Kryzys uchodźczy będzie miał wpływ na gospodarkę, ale nie należy zapominać, iż Polski Ład - Drogi Ład zdemolował portfele wielu rodzin. To nie jest tak, że tylko wojna powoduje wzrost inflacji. Inflacja 8,5% to jest inflacja za luty, kiedy jeszcze nie było wojny. Rachunki za gaz i za prąd skoczyły w lutym o kilkadziesiąt procent dla gospodarstw indywidualnych i o kilkaset procent dla firm.
Jeżeli dziś rząd mówi, że potrzeba tarczy antyputinowskiej, to my mówimy: zgoda. Ale to rząd PiS doprowadził do tego, że wiele rodzinom żyje się gorzej, bo mniej zarabiają, a Drogi Ład okazał się nieszczęściem. Jeżeli mówimy, że coś mamy naprawiać, to ta naprawa musi postępować na kilku polach. Oczekujemy przyjęcia propozycji Lewicy dotyczące naprawy Drogiego Ładu. To nie jest tak, że nie będziemy pamiętali o tym co wydarzyło się w styczniu, kiedy to nauczyciele, służby mundurowe i funkcjonariusze publiczni dostali dużo mniejsze wynagrodzenia. Przypominam, że nauczyciele do dziś nie dostali obiecanego wyrównania. Wiele grup społecznych przycichło, bo się boją wojny i to jest normalne, ale portfele są dalej puste.
Dalej to rekordowe ceny paliw. Na światowych rynkach ropa zdrożała o 15-20 procent, a cena benzyny poszła w górę o 50%. Pytamy się czy rząd przypadkiem na tym kryzysie zarabia?
Pytamy się, dlaczego rządzący chcą powołać na drugą kadencję szefa NBP Adama Glapińskiego.

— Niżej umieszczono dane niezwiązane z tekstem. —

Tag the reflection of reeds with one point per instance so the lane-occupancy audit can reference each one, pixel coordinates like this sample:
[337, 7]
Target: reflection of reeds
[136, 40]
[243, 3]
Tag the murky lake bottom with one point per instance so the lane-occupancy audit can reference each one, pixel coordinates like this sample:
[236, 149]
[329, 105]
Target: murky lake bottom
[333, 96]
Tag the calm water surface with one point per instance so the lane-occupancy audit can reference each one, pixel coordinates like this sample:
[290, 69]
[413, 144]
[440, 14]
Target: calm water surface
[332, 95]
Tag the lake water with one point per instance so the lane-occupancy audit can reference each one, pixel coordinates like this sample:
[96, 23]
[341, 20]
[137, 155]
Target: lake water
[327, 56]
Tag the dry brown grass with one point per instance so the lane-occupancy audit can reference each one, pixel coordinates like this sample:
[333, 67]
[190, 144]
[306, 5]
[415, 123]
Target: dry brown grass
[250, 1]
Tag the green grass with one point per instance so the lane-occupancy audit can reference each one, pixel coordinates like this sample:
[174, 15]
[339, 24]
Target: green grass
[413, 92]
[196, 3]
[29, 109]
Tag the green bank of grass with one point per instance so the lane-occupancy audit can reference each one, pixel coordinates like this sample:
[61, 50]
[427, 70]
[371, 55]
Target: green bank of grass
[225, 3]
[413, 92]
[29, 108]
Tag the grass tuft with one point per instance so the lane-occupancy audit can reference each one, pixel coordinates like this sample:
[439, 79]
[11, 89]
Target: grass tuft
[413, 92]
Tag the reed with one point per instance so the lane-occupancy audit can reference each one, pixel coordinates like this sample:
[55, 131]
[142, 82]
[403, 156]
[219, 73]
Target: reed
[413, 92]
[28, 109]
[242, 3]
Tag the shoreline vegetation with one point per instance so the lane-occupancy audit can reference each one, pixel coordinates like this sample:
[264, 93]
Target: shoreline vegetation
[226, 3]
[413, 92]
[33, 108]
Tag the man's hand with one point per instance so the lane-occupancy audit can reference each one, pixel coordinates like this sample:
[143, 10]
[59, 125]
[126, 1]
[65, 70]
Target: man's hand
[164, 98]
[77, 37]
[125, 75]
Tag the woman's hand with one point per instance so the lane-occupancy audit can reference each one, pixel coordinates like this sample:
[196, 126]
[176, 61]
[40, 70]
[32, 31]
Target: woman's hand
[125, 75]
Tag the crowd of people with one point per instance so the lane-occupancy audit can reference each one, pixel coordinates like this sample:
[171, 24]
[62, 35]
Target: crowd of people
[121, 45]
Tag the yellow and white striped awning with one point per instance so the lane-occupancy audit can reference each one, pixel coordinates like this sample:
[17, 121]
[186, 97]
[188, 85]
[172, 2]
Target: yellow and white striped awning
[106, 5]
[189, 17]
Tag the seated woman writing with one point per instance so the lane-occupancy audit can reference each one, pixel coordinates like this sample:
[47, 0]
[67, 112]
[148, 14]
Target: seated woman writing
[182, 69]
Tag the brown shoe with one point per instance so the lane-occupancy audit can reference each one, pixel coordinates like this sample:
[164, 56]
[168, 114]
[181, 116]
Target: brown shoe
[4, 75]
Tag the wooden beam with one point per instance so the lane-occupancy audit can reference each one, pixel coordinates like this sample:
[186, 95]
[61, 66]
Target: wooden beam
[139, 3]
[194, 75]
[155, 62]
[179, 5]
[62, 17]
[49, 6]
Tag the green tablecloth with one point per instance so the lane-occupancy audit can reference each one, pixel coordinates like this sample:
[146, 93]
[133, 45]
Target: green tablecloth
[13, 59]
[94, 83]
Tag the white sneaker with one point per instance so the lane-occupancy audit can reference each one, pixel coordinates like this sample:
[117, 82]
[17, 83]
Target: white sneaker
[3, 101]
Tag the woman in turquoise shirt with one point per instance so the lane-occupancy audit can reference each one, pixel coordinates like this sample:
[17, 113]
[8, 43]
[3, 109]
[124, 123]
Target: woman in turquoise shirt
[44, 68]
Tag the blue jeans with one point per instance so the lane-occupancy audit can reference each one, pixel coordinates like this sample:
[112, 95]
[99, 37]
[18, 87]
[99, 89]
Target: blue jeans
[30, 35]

Czy to jest właściwy człowiek na właściwym miejscu? Nie! Glapiński zawiódł w sytuacji, w której polska gospodarka przykucnęła, a on jej podciął nogi i sprowadził ją na glebę.
Polski rząd zawodzi na polu gospodarki, w tej sprawie nie da się zwalić całej winy na inwazję na Ukrainę, bo to jest po prostu nieuczciwe. Czas powiedzieć, że rząd abdykował na polu gospodarczym i wszystko zwala na kryzys związany z wojną.